Meningkatkan kesejahteraan Petani Cabai melalui Pembentukan Pasar Cabai Kering (Sebuah Harapan)
Cabai merupakan salah satu tanaman sayuran penting di Indonesia dan bahkan dunia. Dengan berbagai kandungan mineral dan vitamin di dalamnya cabai sangat dibutuhkan oleh manusia untuk kesehatan. Cabai banyak mengandung senyawa oleoresin yang sangat bermanfaat untuk mencegah penggumpalan darah serta penyumbatan darah dan stroke. Dismping itu kadungan beta-carotin dan antocinin sangat bermanfaat untuk mencegah penyakit kanker dan jantung. Kandungan vitamin C pada cabai diketahui lebih tinggi dari kadungan pada jeruk.

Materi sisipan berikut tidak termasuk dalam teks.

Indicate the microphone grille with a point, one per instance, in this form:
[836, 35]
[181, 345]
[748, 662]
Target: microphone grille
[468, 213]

Indonesia sebagai Negara dengan jumlah penduduk terbesar ke tiga di dunia tercatat sebagai konsumen ke tiga setelah China dan India. Kebutuhan benih cabai sebagai bibit juga terbesar ketiga di dunia setelah China dan India. Rata-rata kebutuhan benih cabai di Indonesia berkisar 30 ton benih per tahun, sedangkan China dan India masing-masing 110 ton dan 90 ton benih per tahun. Hal ini menggambarkan betapa besar peluang bisnis dalam hal penyediaan benih cabai di dunia. Di Indonesia di kenal tiga tipe utama cabai, yaitu besar, keriting dan rawit. Pengguna cabai di Indoesia di bagi 2 sektor, sector rumah tangga dan Industri. Untuk rumah tangga sebgian besar mengkonsumsi dala bentuk cabai merah segar/red fresh sedangkan sector idustri memerlukan dalam bentuk nerah segar, kering, bubuk dan pasta.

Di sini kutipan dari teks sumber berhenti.